BY Ryan McDougall | February 14 2020 | comments icon 0 COMMENTS     print icon print

Homeless Jesus Sculpture (9 of 15)

Surge in Scottish homeless deaths sparks major Church concern

Dioceses and activists call for better response as fresh statistics released

Three Scottish dioceses and a Church agency have called for action as ‘disturbing’ new figures have revealed a 19 per cent increase in the number of homeless deaths in Scotland.

The Archdioceses of Glasgow and St Andrews & Edinburgh, Aberdeen Diocese and Justice and Peace Scotland have all spoken out after it was revealed there was a 19 per cent increase in the number of homeless people who died in 2018 when compared with 2017.

The figures published by National Records of Scotland (NRS) estimated there were 195 deaths during the year. There were 164 in 2017.

The latest death rate of homeless people in Scotland is now more than double that of England and Wales’.

2018’s figures included a harsh period of winter weather, including a week of snow in February colloquially known as the ‘Beast from the East.’


Storm Ciara

This week Scotland faced similar weather, with Storm Ciara sweeping across the nation.

A rate of 35.9 per million population of homeless deaths was revealed to be Scotland’s statistic for 2018, compared with 16.8 in England and 14.5 in Wales.

53 per cent of the Scottish homeless deaths in 2018 were drug related, and 79 per cent of those who died were male.

The report states that Glasgow and Aberdeen recorded the highest rates—100.5 and 67.8 deaths per million respectively.

The death rates were also found to be above-average in Edinburgh and Dundee.


‘Grim life’

Glasgow Archdiocese warned that the recent poor weather in Scotland reminds us ‘how grim life is for the homeless and destitute.’

A spokesperson for the archdiocese said: “These figures reveal the awful reality. Every single death recorded here is a personal tragedy.

Every victim is somebody’s son or daughter.

“Alas there are no quick fix solutions which can eliminate such tragedies overnight, but we can all do something to help those we see on a daily basis, shivering and hungry on our streets.

“The Church is very much present in this area through the hard work of the Wayside Club of the Legion of Mary, but we can all do more.”

They added: “Pope Francis has been very clear that Catholics cannot take a judgemental or condescending approach to this issue and he leads us by example in showing the need to reach out and comfort those living is such difficult—and this report shows, potentially fatal—circumstances.”


Complex issue

In Edinburgh, a rate of 42.1 deaths per million was revealed by the report.

A spokesperson for St Andrews & Edinburgh Archdiocese said: “These figures are disturbing, particularly as the statistics show death rates from sleeping rough are above average in Edinburgh.

“Homelessness is a complex issue and work is being done by the Scottish Government to alleviate it. But this report should prompt a new approach for dealing with such a complex issue.”


Catholic aid

The spokesperson stated Catholic volunteers and other Christian churches within the area are ‘stepping up’ to help the homeless.

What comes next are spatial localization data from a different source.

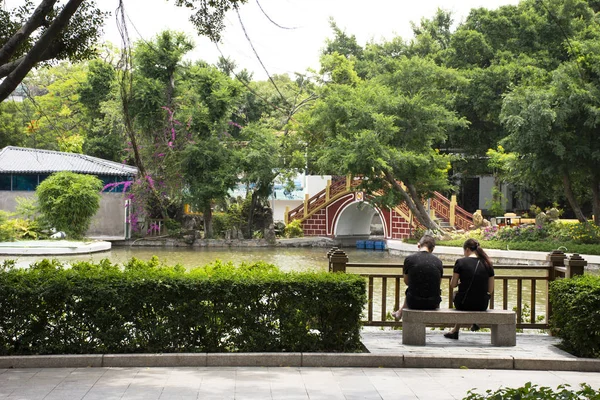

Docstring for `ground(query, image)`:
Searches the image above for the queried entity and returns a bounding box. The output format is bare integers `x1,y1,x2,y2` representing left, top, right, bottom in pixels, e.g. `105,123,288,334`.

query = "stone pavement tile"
42,389,89,400
82,388,126,399
271,393,309,400
120,388,163,400
550,370,600,388
6,390,51,400
194,386,235,400
157,388,200,399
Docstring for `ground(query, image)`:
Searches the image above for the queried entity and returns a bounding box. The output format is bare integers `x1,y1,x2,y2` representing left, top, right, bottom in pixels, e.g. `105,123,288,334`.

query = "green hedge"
549,275,600,358
0,258,366,355
464,382,599,399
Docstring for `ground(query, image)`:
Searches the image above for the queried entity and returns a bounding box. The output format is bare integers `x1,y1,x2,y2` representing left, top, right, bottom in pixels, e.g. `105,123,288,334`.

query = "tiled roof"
0,147,138,176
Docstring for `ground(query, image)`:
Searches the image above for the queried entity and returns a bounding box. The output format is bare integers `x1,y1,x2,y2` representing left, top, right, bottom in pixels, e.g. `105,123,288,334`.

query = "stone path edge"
1,353,599,371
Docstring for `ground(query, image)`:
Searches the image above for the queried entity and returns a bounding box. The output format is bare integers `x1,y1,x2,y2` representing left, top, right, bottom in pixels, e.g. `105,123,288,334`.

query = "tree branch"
0,42,63,79
0,0,59,65
0,0,84,103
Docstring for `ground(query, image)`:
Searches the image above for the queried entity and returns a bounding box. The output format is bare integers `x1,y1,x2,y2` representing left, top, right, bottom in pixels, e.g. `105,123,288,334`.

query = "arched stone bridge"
285,176,473,239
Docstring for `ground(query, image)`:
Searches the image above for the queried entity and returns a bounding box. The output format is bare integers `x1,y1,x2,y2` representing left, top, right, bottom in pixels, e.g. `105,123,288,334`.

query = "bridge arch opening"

“For example, parishioners volunteer as part of catering teams doing shifts at the Bethany Christian Trust project in Gorgie Road in the city,” they explained.

“The winter care shelter runs throughout the winter period until May and in 2018 it welcomed 746 homeless people.”

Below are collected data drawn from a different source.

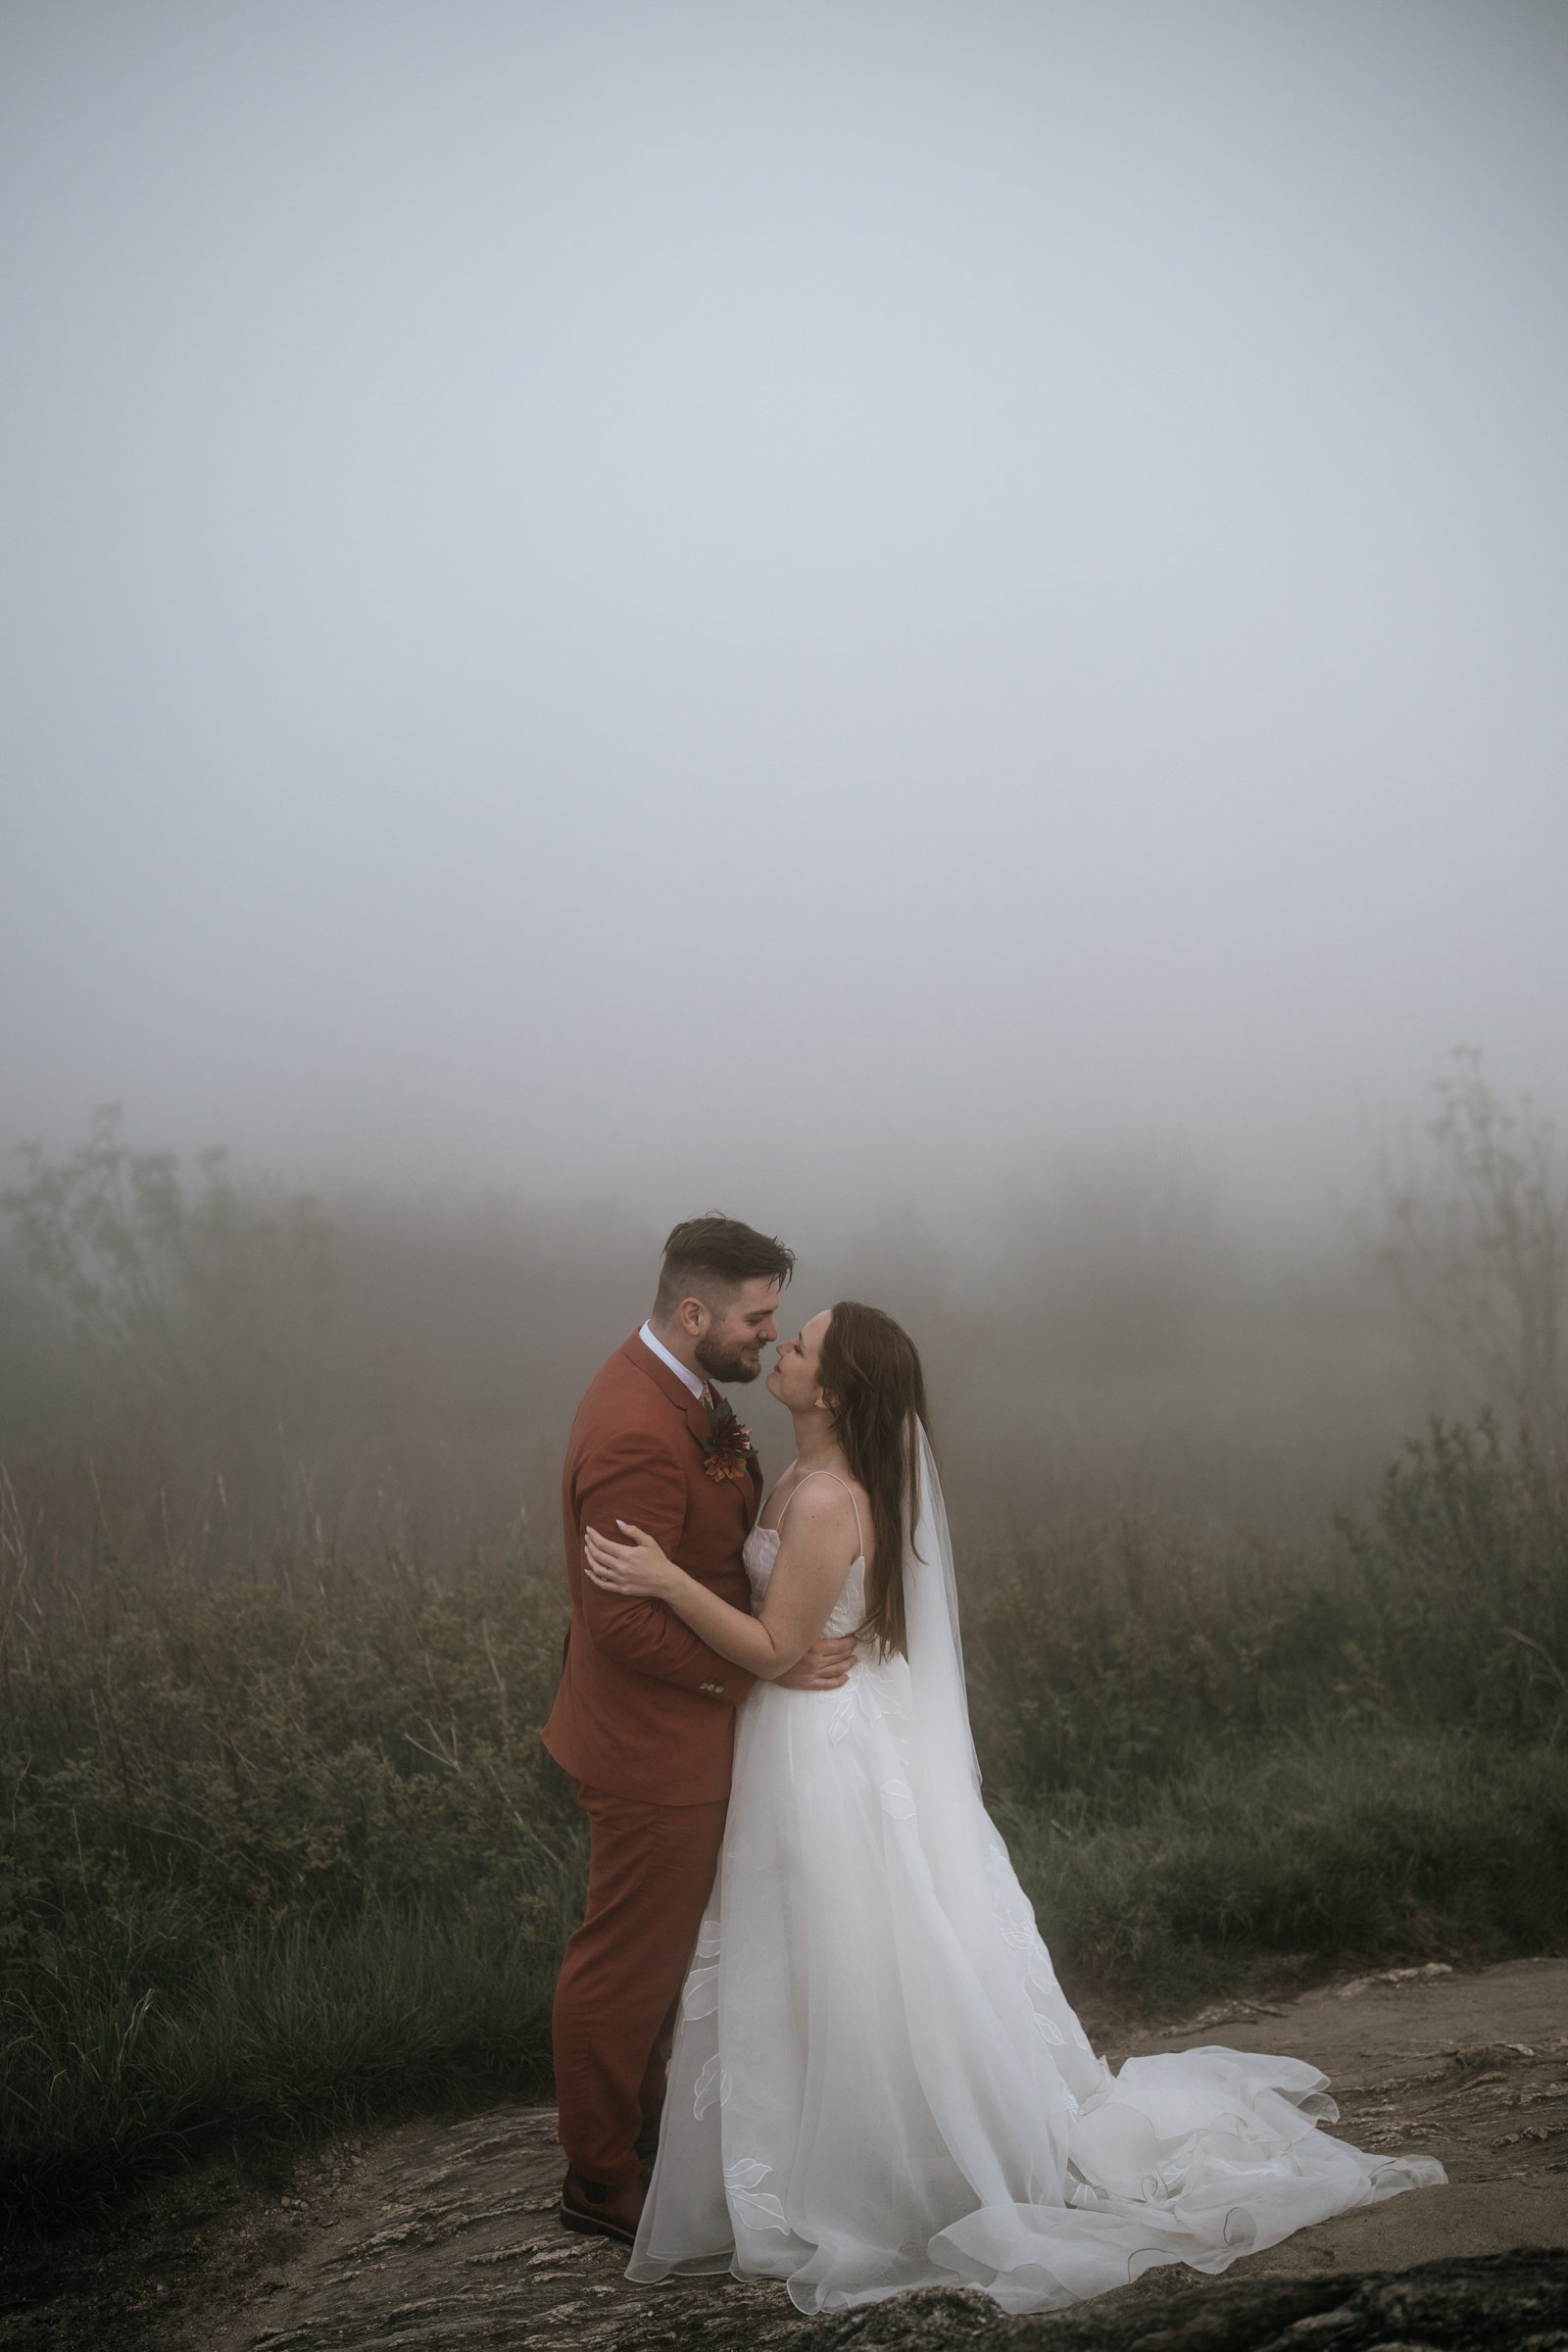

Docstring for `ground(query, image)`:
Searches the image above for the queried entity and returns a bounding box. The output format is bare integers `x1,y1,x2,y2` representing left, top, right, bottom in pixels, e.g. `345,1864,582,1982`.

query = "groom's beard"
695,1333,763,1386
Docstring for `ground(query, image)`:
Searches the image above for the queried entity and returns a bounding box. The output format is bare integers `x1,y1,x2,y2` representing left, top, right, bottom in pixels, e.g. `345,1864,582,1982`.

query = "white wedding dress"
629,1433,1445,2315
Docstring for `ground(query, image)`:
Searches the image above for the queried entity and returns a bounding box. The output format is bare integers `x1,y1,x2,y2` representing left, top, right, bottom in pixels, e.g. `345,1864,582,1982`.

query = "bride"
581,1301,1444,2315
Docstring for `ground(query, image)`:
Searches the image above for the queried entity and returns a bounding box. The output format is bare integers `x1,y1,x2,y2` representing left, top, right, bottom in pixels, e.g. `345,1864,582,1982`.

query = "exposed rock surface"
814,2253,1568,2349
1,1957,1563,2352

Dr Glen Reynolds, Evangelisation and Communications officer for Aberdeen Diocese, explained Aberdeen and Aberdeenshire councils are rolling out initiatives across the region in order to alleviate the ‘underlying issues which create homelessness and all that flows from that desperate situation.’


‘Criminal’ conditions

Speaking on a personal capacity, Dr Reynolds, who is also a councillor for Aberdeenshire, added ‘as a Church community, all such situations that are contrary to human dignity, such as subhuman living conditions’ are ‘criminal.’

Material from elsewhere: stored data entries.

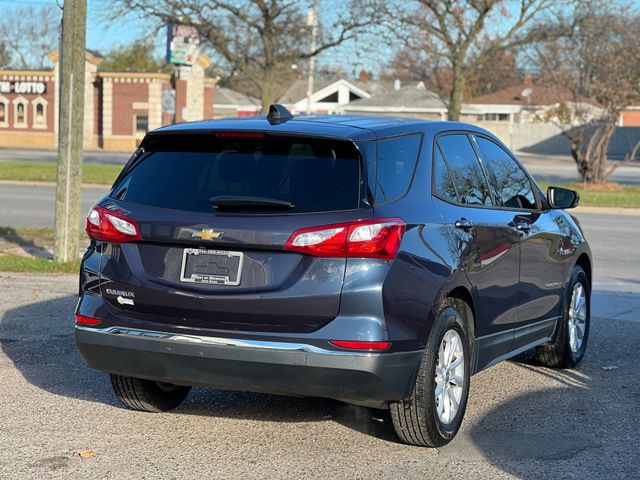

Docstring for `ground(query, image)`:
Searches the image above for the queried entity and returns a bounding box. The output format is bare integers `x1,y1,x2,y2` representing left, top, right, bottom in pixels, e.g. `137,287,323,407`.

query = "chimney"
394,79,401,91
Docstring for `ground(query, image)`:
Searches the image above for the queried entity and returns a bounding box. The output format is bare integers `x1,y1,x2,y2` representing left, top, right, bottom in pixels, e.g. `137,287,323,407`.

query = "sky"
0,0,620,79
0,0,391,77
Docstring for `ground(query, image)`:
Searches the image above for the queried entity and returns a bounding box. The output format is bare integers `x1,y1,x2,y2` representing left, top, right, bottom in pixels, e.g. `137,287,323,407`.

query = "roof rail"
267,104,294,125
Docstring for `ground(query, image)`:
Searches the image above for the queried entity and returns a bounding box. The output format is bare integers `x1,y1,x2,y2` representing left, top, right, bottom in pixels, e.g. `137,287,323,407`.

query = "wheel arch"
575,252,592,289
443,286,478,373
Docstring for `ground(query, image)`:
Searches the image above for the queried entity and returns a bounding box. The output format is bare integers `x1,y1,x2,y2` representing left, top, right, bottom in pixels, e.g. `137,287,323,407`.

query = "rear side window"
112,135,361,214
374,134,421,204
436,134,492,206
474,136,537,210
433,146,457,202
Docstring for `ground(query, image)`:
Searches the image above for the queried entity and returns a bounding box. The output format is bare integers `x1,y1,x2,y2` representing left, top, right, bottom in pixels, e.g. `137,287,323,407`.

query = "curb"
574,206,640,216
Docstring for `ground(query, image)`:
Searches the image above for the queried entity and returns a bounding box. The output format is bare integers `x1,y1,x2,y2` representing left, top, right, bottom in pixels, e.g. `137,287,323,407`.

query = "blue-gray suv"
76,106,592,447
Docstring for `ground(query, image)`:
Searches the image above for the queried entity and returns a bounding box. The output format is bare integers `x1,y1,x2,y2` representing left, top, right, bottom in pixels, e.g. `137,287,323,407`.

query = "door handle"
454,218,474,231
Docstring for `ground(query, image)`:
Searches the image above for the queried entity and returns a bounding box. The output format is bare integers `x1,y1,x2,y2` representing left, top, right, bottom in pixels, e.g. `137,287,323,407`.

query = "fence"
476,122,640,159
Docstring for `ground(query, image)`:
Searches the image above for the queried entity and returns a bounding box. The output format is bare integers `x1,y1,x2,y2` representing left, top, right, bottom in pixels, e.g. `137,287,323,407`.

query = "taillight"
85,205,141,243
75,314,101,326
284,218,405,259
330,340,391,351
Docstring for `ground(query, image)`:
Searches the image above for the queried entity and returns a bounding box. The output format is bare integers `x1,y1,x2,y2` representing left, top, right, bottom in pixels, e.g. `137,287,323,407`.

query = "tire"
390,298,472,447
536,266,590,369
110,374,191,412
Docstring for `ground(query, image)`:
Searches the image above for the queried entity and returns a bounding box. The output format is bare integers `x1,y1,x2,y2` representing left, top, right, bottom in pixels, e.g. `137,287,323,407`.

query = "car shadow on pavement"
0,295,400,443
440,315,640,478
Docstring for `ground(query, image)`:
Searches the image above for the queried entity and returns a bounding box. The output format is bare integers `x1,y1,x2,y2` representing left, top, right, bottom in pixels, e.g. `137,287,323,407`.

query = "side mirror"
547,186,579,209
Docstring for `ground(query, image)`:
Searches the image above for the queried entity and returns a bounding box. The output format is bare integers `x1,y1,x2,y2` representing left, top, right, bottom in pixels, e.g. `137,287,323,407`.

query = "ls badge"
192,229,223,241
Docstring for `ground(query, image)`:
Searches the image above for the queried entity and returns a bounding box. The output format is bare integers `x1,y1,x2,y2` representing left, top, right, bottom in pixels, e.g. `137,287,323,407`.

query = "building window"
32,98,48,128
135,115,149,134
0,101,6,125
483,113,510,122
12,97,28,127
36,104,44,123
17,103,25,124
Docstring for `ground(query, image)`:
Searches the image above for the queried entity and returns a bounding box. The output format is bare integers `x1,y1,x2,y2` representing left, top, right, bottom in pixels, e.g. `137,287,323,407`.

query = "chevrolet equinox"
76,105,592,447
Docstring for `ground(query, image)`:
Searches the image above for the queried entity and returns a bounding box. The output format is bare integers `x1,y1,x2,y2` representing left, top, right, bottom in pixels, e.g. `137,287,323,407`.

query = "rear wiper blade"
210,195,295,210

Dr Reynolds continued: “Homelessness is an increasing issue within the UK. Evidence shows that there is a considerable link between homelessness and mental health problems; however, this link and that of mental health, the causes of which can of course be many and varied.

“‘The Son of God came into this world as a homeless person. The Son of God knew what it was to be a homeless person, what it was to start life without a roof over his head,’ Pope Francis has said, before adding ‘we can imagine what Joseph must have been thinking. How is it that the Son of God has no home? Why are we homeless, why don’t we have housing?’



“There are many Catholic charities that work closely with these issues and their underlying causes, and I pray that they are supported more in all that they do. We think and pray for those who are really struggling in the tough parts of our system, in the margins of society.”

Last year, Catholic charities, including Justice and Peace, asked the Church to utilise its unused property to house homeless people and asylum seekers who had been left on the streets amid Serco lock-changing evictions.

Responding to the fresh statistics, a spokesperson for Justice and Peace Scotland said: “It’s incredibly worrying to learn that new figures show deaths of   homeless people in Scotland have risen, especially when you take into account the weather over the last few days with storm Ciara and the likelihood that due to climate change we will face increasing episodes of extreme weather in the future, putting more lives at risk.”